Monday, January 16, 2006

An Altered Life: Family, Collage Art, Paintings, Mosaics, and more

When my mother Clella was five years old she had rheumatic fever and spent her entire summer tucked up in a big feather bed. My grandmother, Maggie Miami Dye Melton, taught her to quilt and she has been doing it for eighty-three years. My mother taught me about color and texture but I didn’t seem to inherit her skills at quilting but did catch the gardening fever from her.

My father is a master carpenter and what is referred to as a “jack of all trades”. Before he retired he could frame the house, roof it, plumb it, wire it, and finish it off. My father shares his wisdom and skills as I play with my art and marry materials and ideas that Home Depot keeps telling me I can’t do.
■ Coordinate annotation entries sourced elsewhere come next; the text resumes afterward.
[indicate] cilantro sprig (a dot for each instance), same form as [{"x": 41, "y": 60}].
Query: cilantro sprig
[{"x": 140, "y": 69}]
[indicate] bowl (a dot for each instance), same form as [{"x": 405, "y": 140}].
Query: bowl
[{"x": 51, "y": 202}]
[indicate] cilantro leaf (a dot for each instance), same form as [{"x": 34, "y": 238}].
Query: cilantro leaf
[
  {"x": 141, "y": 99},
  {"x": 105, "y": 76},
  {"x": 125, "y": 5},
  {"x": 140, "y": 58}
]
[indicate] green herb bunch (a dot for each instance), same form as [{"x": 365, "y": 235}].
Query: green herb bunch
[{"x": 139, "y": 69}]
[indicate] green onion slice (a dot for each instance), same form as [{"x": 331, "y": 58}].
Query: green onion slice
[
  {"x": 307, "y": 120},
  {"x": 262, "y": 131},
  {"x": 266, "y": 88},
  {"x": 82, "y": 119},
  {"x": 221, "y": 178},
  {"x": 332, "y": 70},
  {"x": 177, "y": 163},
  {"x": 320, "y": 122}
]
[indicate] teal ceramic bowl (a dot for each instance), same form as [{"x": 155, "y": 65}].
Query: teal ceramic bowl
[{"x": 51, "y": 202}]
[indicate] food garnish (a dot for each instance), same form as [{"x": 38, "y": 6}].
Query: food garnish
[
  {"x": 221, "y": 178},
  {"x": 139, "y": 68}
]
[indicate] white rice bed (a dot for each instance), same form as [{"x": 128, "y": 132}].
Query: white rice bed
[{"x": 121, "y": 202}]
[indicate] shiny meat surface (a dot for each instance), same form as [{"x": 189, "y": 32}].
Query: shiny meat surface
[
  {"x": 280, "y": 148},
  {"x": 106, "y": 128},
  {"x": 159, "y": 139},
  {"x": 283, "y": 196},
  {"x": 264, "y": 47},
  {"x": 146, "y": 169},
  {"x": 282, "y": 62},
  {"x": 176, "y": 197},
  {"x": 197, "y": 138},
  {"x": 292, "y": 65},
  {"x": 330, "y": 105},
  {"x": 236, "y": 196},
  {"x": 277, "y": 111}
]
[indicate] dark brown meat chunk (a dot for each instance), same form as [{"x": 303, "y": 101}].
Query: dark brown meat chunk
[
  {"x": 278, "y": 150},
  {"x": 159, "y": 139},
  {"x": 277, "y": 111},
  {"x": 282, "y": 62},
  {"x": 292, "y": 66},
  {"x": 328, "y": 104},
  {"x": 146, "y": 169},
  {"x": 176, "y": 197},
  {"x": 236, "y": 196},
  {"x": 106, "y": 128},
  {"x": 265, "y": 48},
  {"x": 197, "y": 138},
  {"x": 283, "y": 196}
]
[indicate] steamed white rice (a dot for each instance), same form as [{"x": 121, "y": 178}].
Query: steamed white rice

By the way I have switched to Lowes or my local old fashioned Hardware Sales.

I never played with my dad’s power tools when I was growing up. It wasn’t that he wouldn’t let me, but times were different. Now I have my own set of tools, glues, fasteners, and gadgets.

So what are my earliest memories of art in my life? I remember when a younger cousin received a Barbie but money was tight so she didn’t get the dream house. I cut and pasted using an old cardboard box and made her a complete kitchen. Sewing classes in junior high and high school (the required basic shirt, stuffed animal and later a dress) were reinforcement to what I learned at home on my mom’s Sears sewing machine. Painting began at a very early age when at about three or four, when living on a farm, I called the chickens by name and as they walked past me I gave each one a colorful stripe from a can of house paint I found. In a high school publication I wrote my first poem but was afraid to sign my name, so I added anonymous to the end. I kept my writings to myself and never shared what I wrote until I started making Altered Books.


I spent weeks making hundreds of items to sell at a school bazaar where children shopped for their family and everything was just $2.00. Then several years later my sister hosted a Christmas boutique in her home and again I mass produced items to sell that were different and unique from all the other boutiques. Because of these two adventures I realized that I hated to mass produce items.

The road of life came to an intersection and I got off the freeway and took a side street. After an ugly divorce I met a wonderful, caring, loving man named who is my knight in shinning armor. I have only seriously played with my art since I remarried and my husband Larry encouraged me with my own studio and shop. We have six children ages 20-47, one cat, one dog, a large garden, and a Harley. Larry loves me just the way I am and encourages me to do whatever makes me happy. He loves watching me work in my studio and is positive and supportive of everything I try. Because of his love and his faith in me I have all the time I want or need to play with my art.


I didn’t know how important that decoupage class I took in the 80’s would be until years later or how that two hour painting class sometime in the early 90’s from an artist whose name I have long forgotten would be the seed that grew. I still have the t-shirt I painted as a reminder of how primitive or childlike my first attempts at roses and leaves were. I have since taken a flower painting techniques class with Ronnie LaBree and a watercolor class with Jody Bergsma in her studio. These hands on classes supplemented my small library of art books. I keep looking for new things to play with and mosaic artist Ramona Abbot was teaching a local class and this looked like a lot of fun. Searching for a plate, tile, cup, or bowl in just the right color, taking it home and breaking it and then gluing it back together with all the other bits of colors and patterns was a whole new world.

I love working on one or two similar items and moving on to a new idea. I love taking apart old lamps, taking other found items and making chandeliers out of them. I made a curtain valance out of wood and copper tubing, shelves out of shutters, and a headboard out of an old bedroom mirror. Maybe my most unusual project was turning a late 19th century casket bier into a coffee table.

I’ve painted “shabby chic” roses on silver coffee pots, chairs, jewelry boxes, ornaments, fans, rocking horses, just about everything from A-Z. My daughter finally said “enough” so painting and selling roses took a back seat to paintings of dogs. The dogs just sort of came to me late a night when I couldn’t sleep. The dogs are a little bit abstract realistic to know what breed they are.

That 2000 yellow Softail Heritage classic Harley-Davidson named “Tweety” was my introduction to life on two wheels and my new family, Mt. Baker Chapter Bellingham WA Harley Owners Group. We switched bikes this year to a 2005 HD Ultra in black cherry with a better seat known to the Ladies as the “princess seat” that is named RD VXN (red vixen). The Ladies of Harley supports an annual baby shower for the GRADS teen parent program through the Bellingham School District. I started volunteering by providing art materials and teaching art classes and techniques to the girls. While searching for something new and different to teach the girls I discovered Altered Books and discovered a new part of me.

I have taught classes in paper-making, creating altered books, watercolors, and mosaic art. I have worked in painted glass, fabric dolls with custom clothes, built furniture for the garden and home, creating art with almost anything. But none of it compares to an Altered Book or a collaged art piece as a way to fully express myself.

In my altered books I emphasize themes and use my own original poems to set the mood and feeling in my art. I believe in learning from others in a sharing environment.